Thyroid Hormone Tests
Thyroid hormone tests are blood tests that check how well the thyroid gland is working. The thyroid gland makes hormones that regulate the way the body uses energy.
The thyroid gland is a butterfly-shaped gland that lies in front of your windpipe (trachea), just below your voice box (larynx). The thyroid gland uses iodine from food to make two thyroid hormones: thyroxine (T4) and triiodothyronine (T3). The thyroid gland stores these thyroid hormones and releases them as they are needed.
Thyroid hormones are needed for normal development of the brain, especially during the first 3 years of life. Intellectual disability may occur if a baby's thyroid gland does not produce enough thyroid hormone (congenital hypothyroidism). Older children also need thyroid hormones to grow and develop normally, and adults need the hormones to regulate the way the body uses energy (metabolism). The United States Preventive Services Task Force recommends that all newborns be tested for congenital hypothyroidism.1
Thyroid hormone blood tests include:
Total thyroxine (T4). Most of the thyroxine (T4) in the blood is attached to a protein called thyroxine-binding globulin. Less than 1% of the T4 is unattached. A total T4 blood test measures both bound and free thyroxine. Free thyroxine affects tissue function in the body, but bound thyroxine does not.
Free thyroxine (FTI or FT4).
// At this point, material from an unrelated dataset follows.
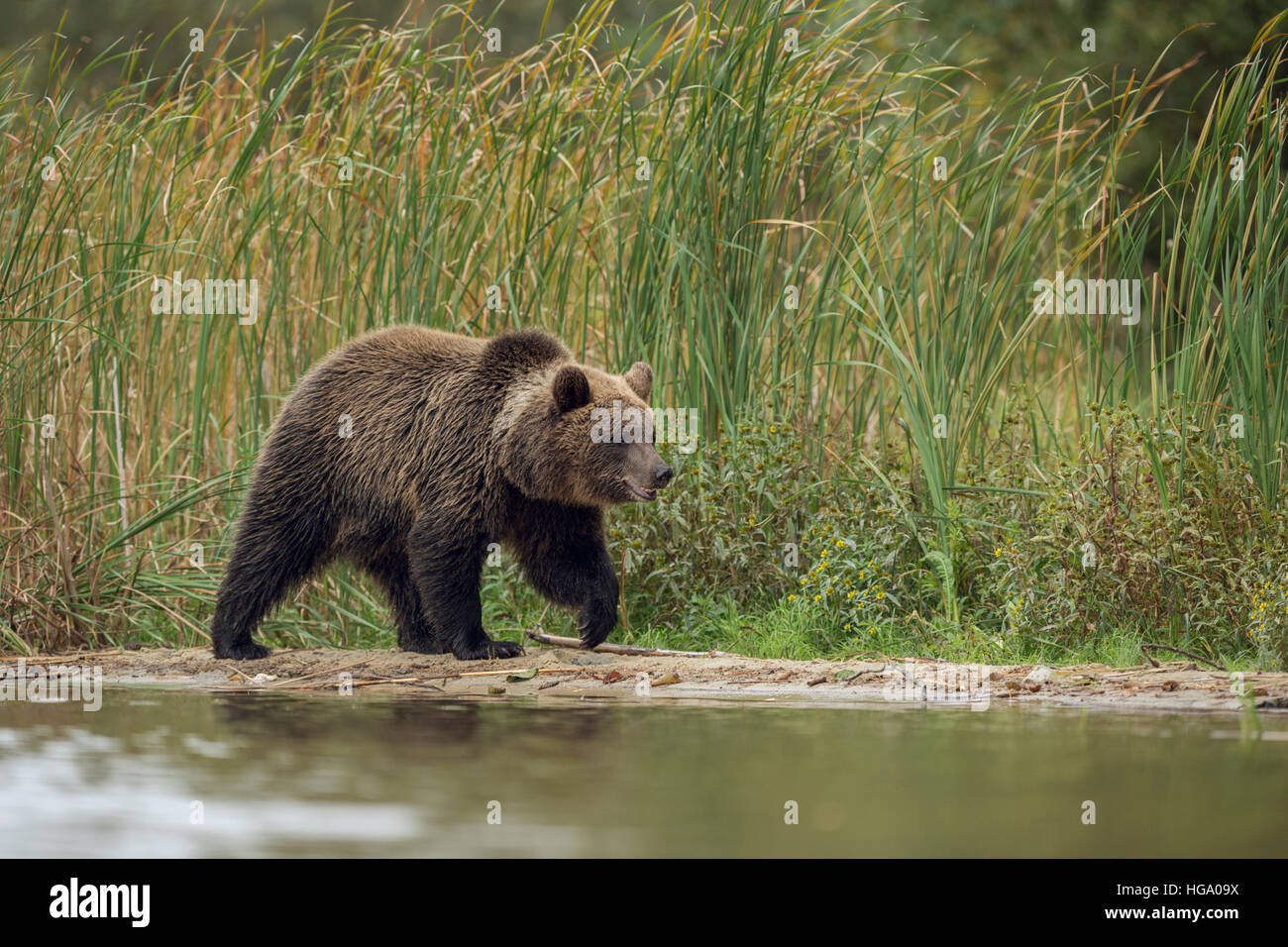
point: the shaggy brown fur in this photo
(455, 444)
Free thyroxine (T4) can be measured directly (FT4) or calculated as the free thyroxine index (FTI). The FTI tells how much free T4 is present compared to bound T4. The FTI can help tell if abnormal amounts of T4 are present because of abnormal amounts of thyroxine-binding globulin.
Triiodothyronine (T3). Most of the T3 in the blood is attached to thyroxine-binding globulin. Less than 1% of the T3 is unattached. A T3 blood test measures both bound and free triiodothyronine. T3 has a greater effect on the way the body uses energy than T4, even though T3 is normally present in smaller amounts than T4.
Why It Is Done
Thyroid hormone tests are done to:
- Find out what is causing an abnormal thyroid-stimulating hormone (TSH) test. For more information, see the topic Thyroid-Stimulating Hormone (TSH). This is the most common reason for thyroid hormone tests.
- Check how well treatment of thyroid disease is working. The total thyroxine (T4), free thyroxine (FT4), and free thyroxine index (FTI) values are often used to keep track of treatment for hyperthyroidism.
- Screen newborns to find out if the thyroid gland function is normal. A condition called congenital hypothyroidism can prevent normal growth and development and cause other severe problems, such as intellectual disability, if it is not treated soon after birth.